Prion pathology in the brainstem : clinical target areas in prion disease

Mirabile, I. January 2012 (has links)
Prion diseases are fatal transmissible neurodegenerative disorders characterized by spongiform changes, neuronal loss, reactive astrocytosis, and deposition of disease associated prion protein (PrP). Our aim was to investigate "clinical target areas" for prion disease, responsible for disease onset, progression, and the clinical phenotype, using PrP overexpressing MloxP and PrP depleted NFH-Cre/MloxP transgenic mouse lines. Upon infection with different prion strains NFH-Cre/MloxP mice have significantly longer survival than MloxP mice (first set of experiments: Me7, ~29 weeks vs. ~17 weeks; Mouse-adapted BSE , ~33 weeks vs. ~20 weeks; second set of experiments: RML, ~35 weeks vs.12 weeks; Me7 ~29 weeks, vs. ~17 weeks; MRC2 ~31 weeks vs. ~22 week). As we found that the first pathological changes in the brains of Me7 and Mouse–adapted BSE infected mice are localized in the brainstem, and clinical signs of prion disease point to brainstem failure, we quantitatively scored spongiosis, abnormal PrP accumulation and astrogliosis at early and late stage of disease in specific brainstem nuclei of RML and Me7 infected MloxP and NFH-Cre/MloxP mice.

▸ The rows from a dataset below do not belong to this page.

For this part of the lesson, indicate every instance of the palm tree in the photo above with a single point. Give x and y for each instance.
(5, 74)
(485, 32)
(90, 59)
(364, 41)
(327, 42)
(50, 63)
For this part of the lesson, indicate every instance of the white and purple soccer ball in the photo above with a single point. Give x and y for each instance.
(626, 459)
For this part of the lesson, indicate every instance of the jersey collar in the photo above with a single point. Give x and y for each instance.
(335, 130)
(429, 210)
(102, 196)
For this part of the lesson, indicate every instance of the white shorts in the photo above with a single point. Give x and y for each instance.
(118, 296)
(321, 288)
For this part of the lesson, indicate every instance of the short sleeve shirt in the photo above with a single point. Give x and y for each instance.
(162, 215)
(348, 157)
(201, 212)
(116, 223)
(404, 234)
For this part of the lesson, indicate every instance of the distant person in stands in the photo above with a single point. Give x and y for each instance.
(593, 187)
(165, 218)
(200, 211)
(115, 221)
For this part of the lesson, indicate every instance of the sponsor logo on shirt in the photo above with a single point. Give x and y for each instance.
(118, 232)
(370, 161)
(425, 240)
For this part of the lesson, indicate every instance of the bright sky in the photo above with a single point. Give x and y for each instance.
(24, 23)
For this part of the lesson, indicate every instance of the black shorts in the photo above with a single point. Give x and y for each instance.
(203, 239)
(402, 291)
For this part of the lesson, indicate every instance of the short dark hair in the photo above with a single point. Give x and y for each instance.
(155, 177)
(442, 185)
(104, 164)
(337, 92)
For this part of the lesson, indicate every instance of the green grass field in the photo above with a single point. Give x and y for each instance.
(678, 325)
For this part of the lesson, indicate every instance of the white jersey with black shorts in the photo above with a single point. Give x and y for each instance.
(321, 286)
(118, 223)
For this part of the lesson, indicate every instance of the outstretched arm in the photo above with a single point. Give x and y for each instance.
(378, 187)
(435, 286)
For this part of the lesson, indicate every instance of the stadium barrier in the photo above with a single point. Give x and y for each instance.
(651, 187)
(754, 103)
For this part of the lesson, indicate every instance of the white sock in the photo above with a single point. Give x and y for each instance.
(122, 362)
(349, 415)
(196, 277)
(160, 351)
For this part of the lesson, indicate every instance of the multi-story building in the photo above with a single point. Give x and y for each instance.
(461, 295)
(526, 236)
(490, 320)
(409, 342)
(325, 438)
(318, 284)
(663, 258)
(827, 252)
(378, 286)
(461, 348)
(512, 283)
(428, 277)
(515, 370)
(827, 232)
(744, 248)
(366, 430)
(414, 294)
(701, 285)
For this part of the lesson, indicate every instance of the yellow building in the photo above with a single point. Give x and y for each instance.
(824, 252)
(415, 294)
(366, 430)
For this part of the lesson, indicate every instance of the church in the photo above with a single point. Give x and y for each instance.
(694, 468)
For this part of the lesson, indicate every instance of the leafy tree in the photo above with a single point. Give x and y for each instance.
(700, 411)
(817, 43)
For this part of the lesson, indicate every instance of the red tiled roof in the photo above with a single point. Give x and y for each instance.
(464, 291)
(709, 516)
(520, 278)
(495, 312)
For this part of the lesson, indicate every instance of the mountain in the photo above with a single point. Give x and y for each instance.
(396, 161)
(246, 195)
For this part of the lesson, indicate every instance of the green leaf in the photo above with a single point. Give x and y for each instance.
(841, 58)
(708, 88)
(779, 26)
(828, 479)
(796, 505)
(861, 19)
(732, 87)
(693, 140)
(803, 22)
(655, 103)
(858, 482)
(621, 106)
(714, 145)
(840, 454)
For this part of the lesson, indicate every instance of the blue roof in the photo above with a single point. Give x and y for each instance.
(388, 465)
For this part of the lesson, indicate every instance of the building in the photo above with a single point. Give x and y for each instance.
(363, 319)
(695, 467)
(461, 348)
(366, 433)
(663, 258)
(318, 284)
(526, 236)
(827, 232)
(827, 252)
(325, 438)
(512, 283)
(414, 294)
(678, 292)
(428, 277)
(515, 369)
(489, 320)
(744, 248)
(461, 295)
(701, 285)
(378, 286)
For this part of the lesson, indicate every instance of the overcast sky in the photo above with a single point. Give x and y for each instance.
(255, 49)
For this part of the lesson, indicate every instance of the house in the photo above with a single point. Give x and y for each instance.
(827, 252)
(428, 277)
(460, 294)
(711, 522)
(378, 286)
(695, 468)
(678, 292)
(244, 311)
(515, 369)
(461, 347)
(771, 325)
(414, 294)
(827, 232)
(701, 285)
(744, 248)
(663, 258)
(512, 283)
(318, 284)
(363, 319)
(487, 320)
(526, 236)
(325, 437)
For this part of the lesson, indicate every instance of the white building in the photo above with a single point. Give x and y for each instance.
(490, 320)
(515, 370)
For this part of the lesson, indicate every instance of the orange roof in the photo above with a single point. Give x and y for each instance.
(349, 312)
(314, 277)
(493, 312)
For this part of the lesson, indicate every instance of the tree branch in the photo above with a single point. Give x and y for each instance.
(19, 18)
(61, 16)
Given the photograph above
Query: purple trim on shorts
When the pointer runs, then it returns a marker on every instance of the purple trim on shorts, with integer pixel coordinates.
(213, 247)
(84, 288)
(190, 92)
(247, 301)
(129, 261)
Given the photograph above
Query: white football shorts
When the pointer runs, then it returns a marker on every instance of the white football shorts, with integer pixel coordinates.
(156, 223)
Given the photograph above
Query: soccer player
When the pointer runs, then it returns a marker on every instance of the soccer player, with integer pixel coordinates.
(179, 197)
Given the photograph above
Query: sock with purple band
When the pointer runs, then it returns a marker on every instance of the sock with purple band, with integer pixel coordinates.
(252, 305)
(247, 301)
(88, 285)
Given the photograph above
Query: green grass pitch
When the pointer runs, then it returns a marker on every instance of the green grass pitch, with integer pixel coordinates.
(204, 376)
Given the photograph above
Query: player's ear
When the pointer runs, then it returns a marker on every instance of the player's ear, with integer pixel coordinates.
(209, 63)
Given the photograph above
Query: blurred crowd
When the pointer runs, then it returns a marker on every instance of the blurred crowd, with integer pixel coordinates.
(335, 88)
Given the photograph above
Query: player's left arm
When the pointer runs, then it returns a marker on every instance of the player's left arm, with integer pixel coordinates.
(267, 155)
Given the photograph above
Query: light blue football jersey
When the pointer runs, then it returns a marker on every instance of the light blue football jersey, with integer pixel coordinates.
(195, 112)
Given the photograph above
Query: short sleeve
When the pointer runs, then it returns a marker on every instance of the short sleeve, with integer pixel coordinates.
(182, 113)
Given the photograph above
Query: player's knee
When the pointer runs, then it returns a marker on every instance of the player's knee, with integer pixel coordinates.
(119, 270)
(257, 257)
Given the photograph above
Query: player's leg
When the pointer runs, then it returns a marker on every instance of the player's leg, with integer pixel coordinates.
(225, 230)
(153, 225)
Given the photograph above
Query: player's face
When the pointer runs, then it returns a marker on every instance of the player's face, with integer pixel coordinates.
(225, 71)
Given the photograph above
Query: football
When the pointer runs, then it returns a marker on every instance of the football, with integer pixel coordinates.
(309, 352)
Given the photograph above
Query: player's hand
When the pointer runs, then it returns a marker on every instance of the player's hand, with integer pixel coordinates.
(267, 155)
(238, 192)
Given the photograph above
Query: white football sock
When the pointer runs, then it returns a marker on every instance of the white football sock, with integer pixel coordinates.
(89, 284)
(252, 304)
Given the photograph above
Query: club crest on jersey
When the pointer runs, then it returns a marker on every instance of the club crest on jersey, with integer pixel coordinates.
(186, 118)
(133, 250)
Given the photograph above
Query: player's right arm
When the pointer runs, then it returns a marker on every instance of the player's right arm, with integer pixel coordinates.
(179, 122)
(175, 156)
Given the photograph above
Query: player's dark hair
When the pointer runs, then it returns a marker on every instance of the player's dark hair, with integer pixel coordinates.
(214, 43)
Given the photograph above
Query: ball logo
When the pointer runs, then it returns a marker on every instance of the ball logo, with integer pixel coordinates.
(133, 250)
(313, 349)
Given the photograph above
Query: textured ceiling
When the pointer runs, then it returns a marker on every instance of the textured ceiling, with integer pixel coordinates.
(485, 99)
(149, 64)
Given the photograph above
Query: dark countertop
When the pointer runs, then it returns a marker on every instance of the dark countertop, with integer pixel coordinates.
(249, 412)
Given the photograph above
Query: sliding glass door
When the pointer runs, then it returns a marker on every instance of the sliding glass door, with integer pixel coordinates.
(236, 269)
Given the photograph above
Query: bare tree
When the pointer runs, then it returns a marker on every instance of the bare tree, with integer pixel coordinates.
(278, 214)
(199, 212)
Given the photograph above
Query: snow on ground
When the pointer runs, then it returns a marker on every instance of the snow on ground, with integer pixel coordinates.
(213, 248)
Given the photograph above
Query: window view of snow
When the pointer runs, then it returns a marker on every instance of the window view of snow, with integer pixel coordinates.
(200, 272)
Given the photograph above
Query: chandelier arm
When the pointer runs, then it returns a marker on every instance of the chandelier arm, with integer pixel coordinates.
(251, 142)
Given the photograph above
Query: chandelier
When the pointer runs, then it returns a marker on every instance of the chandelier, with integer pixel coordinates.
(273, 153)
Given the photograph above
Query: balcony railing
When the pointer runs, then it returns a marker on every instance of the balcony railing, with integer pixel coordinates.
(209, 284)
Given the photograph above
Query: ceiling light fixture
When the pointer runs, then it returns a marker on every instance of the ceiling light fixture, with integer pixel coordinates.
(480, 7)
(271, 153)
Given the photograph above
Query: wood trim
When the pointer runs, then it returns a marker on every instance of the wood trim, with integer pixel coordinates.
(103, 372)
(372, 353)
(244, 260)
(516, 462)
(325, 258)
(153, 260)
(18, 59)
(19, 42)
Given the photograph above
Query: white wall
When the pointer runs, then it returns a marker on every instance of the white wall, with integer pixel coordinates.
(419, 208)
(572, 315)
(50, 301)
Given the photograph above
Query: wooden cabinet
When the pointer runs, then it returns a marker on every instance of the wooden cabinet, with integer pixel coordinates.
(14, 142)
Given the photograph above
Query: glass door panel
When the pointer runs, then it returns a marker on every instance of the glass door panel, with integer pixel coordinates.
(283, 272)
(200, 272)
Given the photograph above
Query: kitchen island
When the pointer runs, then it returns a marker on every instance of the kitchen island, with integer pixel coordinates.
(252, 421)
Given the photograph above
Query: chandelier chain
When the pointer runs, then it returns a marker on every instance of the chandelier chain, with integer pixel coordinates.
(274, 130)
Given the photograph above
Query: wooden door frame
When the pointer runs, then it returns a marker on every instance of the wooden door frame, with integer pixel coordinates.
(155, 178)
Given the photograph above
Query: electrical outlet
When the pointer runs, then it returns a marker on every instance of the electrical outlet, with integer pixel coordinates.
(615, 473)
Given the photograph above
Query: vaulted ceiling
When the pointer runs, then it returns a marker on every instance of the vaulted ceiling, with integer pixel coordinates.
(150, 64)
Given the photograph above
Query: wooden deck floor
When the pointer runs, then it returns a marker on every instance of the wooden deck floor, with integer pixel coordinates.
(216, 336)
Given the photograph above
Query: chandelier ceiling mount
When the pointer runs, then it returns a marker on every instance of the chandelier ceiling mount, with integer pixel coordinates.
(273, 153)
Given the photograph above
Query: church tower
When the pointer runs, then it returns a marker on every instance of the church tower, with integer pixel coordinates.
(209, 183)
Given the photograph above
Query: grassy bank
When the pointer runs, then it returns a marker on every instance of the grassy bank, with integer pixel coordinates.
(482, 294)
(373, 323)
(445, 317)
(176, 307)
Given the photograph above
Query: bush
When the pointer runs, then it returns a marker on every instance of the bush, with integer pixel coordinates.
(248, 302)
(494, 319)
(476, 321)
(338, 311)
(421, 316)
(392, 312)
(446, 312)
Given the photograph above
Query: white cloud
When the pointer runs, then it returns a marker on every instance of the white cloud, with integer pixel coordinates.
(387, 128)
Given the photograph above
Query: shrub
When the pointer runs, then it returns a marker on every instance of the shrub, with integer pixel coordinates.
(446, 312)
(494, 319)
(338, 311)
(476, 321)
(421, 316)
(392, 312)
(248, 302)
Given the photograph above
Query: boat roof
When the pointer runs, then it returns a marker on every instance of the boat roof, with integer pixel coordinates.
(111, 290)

The first target areas showing abnormal PrP accumulation and gliosis in both prion infections are the locus coeruleus (LC), the nucleus of the solitary tract (NTS) and the pre-Bötzinger complex (PBC). We then studied the pathology progression, scoring prion pathology in these and other brainstem nuclei of infected MloxP and NFH-Cre/MloxP mice in the course of the disease. We show that neural degeneration in the LC, NTS, and PBC correlate with clinical signs characteristic of terminally ill mice. We therefore propose that these areas are potential clinical target areas of prion disease. We also studied the spatial and temporal characteristics of Cre-mediated recombination. With immunohistochemistry in reporter mice, we estimated that in the LC, NTS, and PBC, Cre-mediated recombination is 60% or lower, and this can explain why mice proceed to terminal stage of the disease. In NFH-Cre/MloxP mice we found that recombination is a progressive event and in the hippocampus it is complete by 5 weeks post-natally, differently from previous data. Finally, we produced anti PrP RNAi –encoding lentivirus which could be used as focal therapy in the clinical target areas we propose.